Apple: “AI Can’t Think” — Are They Wrong?

Overview of Apple's Paper 00:00

  • Apple released a paper titled "The Illusion of Thinking," arguing that large language models (LLMs) do not truly think and are not significantly superior to traditional models.
  • The paper claims issues like data contamination in model training, suggesting that models may be "cheating" to achieve benchmark results.
  • Apple posits that these models lack generalization ability, which is critical for reasoning tasks.

Key Assertions of the Paper 01:08

  • The paper questions the true capabilities of reasoning models, suggesting they are overestimated.
  • Current evaluations focus on mathematical and coding benchmarks but suffer from contamination issues, failing to assess the reasoning quality.
  • Apple proposes a new benchmark based on puzzles of varying difficulty to better evaluate reasoning capabilities.

Proposed Puzzle Benchmark 05:55

  • Four puzzles are introduced: Tower of Hanoi, Checkers Jumping, River Crossing, and Blocks World, which allow controlled complexity adjustments.
  • The puzzles aim to avoid data contamination and emphasize algorithmic reasoning.
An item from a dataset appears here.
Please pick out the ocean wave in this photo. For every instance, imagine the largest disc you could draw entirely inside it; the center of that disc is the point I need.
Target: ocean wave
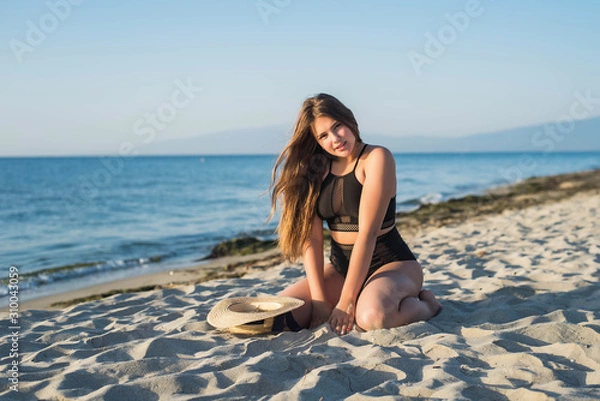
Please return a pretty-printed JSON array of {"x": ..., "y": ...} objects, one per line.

Experimental Findings 08:05

  • Apple finds that while LLMs perform well on simple tasks, both thinking and non-thinking models struggle with more complex puzzles.
  • Performance gaps between thinking models and non-thinking models diminish when both are given equivalent inference budgets.
  • Non-thinking models can match thinking models' performance by generating multiple candidate solutions.
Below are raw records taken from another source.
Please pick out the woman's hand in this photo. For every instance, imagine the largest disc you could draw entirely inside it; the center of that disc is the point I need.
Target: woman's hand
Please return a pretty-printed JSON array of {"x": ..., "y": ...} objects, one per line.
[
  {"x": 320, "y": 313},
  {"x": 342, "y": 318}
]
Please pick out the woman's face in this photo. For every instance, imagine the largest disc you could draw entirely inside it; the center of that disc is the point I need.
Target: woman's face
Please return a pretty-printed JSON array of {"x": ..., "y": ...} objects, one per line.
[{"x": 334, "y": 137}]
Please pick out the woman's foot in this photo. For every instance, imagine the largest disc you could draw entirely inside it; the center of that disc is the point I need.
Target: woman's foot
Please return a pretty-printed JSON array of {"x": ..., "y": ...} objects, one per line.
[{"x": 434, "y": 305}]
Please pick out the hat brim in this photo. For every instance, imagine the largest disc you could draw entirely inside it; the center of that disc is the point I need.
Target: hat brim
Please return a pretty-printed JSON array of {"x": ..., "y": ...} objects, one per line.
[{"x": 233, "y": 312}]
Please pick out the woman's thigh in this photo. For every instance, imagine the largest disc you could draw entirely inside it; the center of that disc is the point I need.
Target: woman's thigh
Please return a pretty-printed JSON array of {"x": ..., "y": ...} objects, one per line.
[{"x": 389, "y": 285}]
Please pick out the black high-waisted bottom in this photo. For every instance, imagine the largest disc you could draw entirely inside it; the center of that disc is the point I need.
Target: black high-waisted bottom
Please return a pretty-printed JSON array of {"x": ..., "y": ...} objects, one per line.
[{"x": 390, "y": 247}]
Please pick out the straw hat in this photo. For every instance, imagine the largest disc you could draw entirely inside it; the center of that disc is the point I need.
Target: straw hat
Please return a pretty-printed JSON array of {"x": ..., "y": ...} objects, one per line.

Limitations of Current Models 19:11

  • Despite sophisticated self-reflection, models fail to generalize reasoning beyond certain complexity levels.
  • The paper notes that their tests represent a narrow slice of reasoning tasks, potentially overlooking broader intelligence aspects.
  • The discussion raises questions about the models' abilities to write code for problem-solving, a skill that could reflect true reasoning capabilities.

Conclusion and Reflection 20:09

  • The findings suggest significant limitations in current reasoning models, yet the models still demonstrate intelligence in other domains like code generation.
  • The paper does not address the models' ability to use code to solve puzzles, which could represent a different form of reasoning.
  • The presenter invites viewers to consider whether coding solutions should be credited as a valid form of intelligence.